This is the story of the biggest seaborne landing in history.
Codenamed Operation HUSKY, the Allied assault on Sicily on 10 July 1943 remains the largest amphibious invasion ever mounted in world history, landing more men in a single day than at any other time. That day, over 160,000 British, American and Canadian troops were dropped from the sky or came ashore, more than on D-Day just under a year later. It was also preceded by an air campaign that marked a new direction and dominance of the skies by Allies.
The subsequent thirty-eight-day Battle for Sicily was one of the most dramatic of the entire Second World War, involving daring raids by special forces, deals with the Mafia, attacks across mosquito-infested plains and perilous assaults up almost sheer faces of rock and scree.
It was a brutal campaign - the violence was extreme, the heat unbearable, the stench of rotting corpses intense and all-pervasive, the problems of malaria, dysentery and other diseases a constant plague. And all while trying to fight a way across an island of limited infrastructure and unforgiving landscape, and against a German foe who would not give up.

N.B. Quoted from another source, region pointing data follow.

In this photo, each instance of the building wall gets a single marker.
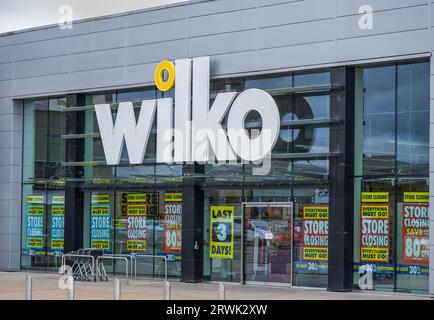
(242, 37)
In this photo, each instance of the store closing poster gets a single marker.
(315, 233)
(172, 222)
(375, 228)
(137, 212)
(100, 221)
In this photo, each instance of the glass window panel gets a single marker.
(379, 121)
(413, 119)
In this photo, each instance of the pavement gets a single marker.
(45, 287)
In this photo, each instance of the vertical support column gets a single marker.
(192, 230)
(11, 135)
(75, 122)
(431, 184)
(341, 219)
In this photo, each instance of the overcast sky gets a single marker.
(23, 14)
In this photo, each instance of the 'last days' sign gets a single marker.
(222, 232)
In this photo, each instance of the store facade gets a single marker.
(338, 196)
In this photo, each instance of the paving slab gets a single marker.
(45, 287)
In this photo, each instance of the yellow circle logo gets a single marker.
(161, 83)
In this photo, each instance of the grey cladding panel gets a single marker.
(92, 60)
(293, 12)
(295, 34)
(98, 41)
(222, 22)
(38, 67)
(345, 7)
(389, 21)
(383, 45)
(239, 35)
(6, 71)
(222, 43)
(296, 56)
(155, 52)
(157, 32)
(41, 49)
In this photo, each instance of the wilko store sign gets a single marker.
(375, 233)
(415, 234)
(136, 227)
(315, 233)
(188, 128)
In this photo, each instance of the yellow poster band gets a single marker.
(165, 85)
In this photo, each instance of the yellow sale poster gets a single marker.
(315, 233)
(222, 232)
(375, 233)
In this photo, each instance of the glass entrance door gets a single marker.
(267, 243)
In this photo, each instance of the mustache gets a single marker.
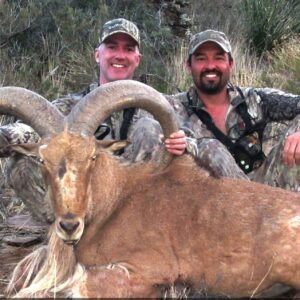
(215, 71)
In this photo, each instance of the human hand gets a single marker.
(176, 143)
(291, 150)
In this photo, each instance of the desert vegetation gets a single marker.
(47, 45)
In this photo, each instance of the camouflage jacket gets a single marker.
(270, 108)
(18, 132)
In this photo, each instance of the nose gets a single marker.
(69, 226)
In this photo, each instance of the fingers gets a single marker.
(176, 143)
(291, 150)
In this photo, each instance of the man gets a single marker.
(118, 56)
(228, 122)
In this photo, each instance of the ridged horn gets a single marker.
(31, 108)
(98, 105)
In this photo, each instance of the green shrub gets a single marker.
(269, 23)
(284, 68)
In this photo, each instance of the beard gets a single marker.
(211, 87)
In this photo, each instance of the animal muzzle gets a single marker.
(69, 228)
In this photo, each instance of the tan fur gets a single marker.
(176, 227)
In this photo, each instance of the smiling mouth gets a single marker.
(118, 66)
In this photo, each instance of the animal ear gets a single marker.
(112, 145)
(26, 149)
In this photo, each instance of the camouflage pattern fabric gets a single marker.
(270, 107)
(120, 25)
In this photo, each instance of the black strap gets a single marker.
(207, 120)
(127, 117)
(242, 156)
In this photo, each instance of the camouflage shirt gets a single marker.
(18, 132)
(270, 108)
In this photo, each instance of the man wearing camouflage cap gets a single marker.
(232, 128)
(118, 56)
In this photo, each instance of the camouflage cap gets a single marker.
(209, 36)
(120, 25)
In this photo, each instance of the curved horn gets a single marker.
(32, 108)
(98, 105)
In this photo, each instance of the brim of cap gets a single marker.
(121, 31)
(208, 40)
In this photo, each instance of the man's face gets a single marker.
(210, 68)
(118, 57)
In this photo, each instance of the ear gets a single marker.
(26, 149)
(188, 67)
(97, 55)
(232, 65)
(112, 145)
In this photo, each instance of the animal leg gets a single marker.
(114, 281)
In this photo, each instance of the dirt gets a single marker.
(20, 235)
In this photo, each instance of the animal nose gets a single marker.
(69, 227)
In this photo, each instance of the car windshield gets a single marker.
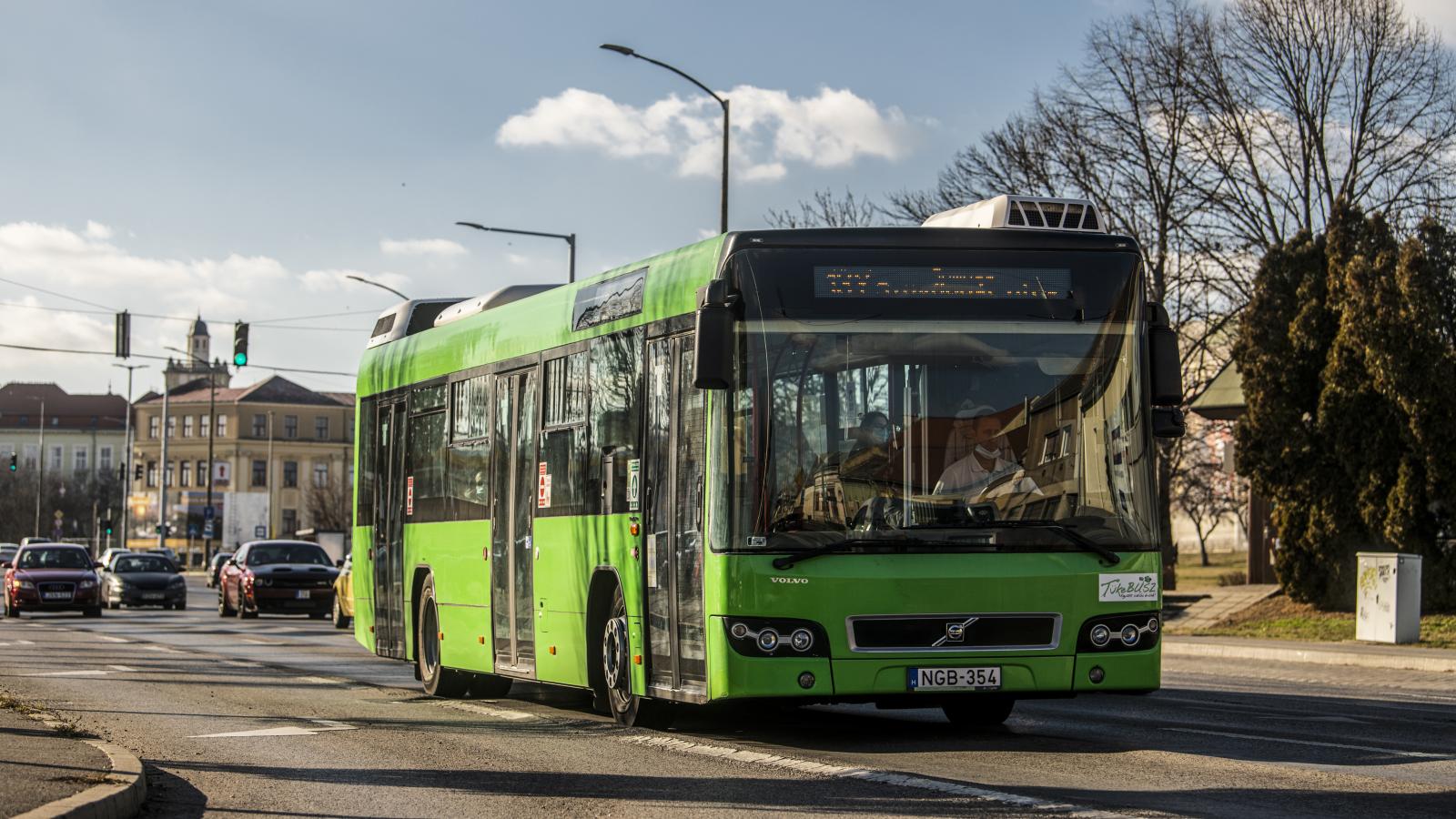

It also signalled the beginning of the end of the War in the West. From here on, Italy ceased to participate in the war, the noose began to close around the neck of Nazi Germany, and the coalition between the United States and Britain came of age. Most crucially, it would be a critical learning exercise before Operation OVERLORD, the Allied invasion of Normandy, in June 1944.
Based on his own battlefield studies in Sicily and on much new research over the past thirty years, James Holland's SICILY '43 offers a vital new perspective on a major turning point in World War II. It is a timely, powerful and dramatic account by a master military historian and will fill a major gap in the narrative history of the Second World War.
James Holland is an internationally acclaimed and award-winning historian, writer, and broadcaster. The author of a number of best-selling histories including Battle of Britain, Dam Busters, Burma ’44 and, most recently, Big Week, he has also written nine works of historical fiction, including the Jack Tanner novels. He is currently writing an acclaimed three-volume new history of the Second World War, The War in the West. He has presented – and written – many television programmes and series for the BBC, Channel 4, National Geographic, History and Discovery Channels. He is also co-founder of the Chalke Valley History Festival and co-founder of WarGen.org, an online Second World War resource site, and presents the Chalk Valley History Hit podcast. A fellow of the Royal Historical Society, he also has a weekly podcast with Al Murray, We Have Ways of Making You Talk: Al Murray and James Holland Talk World War II.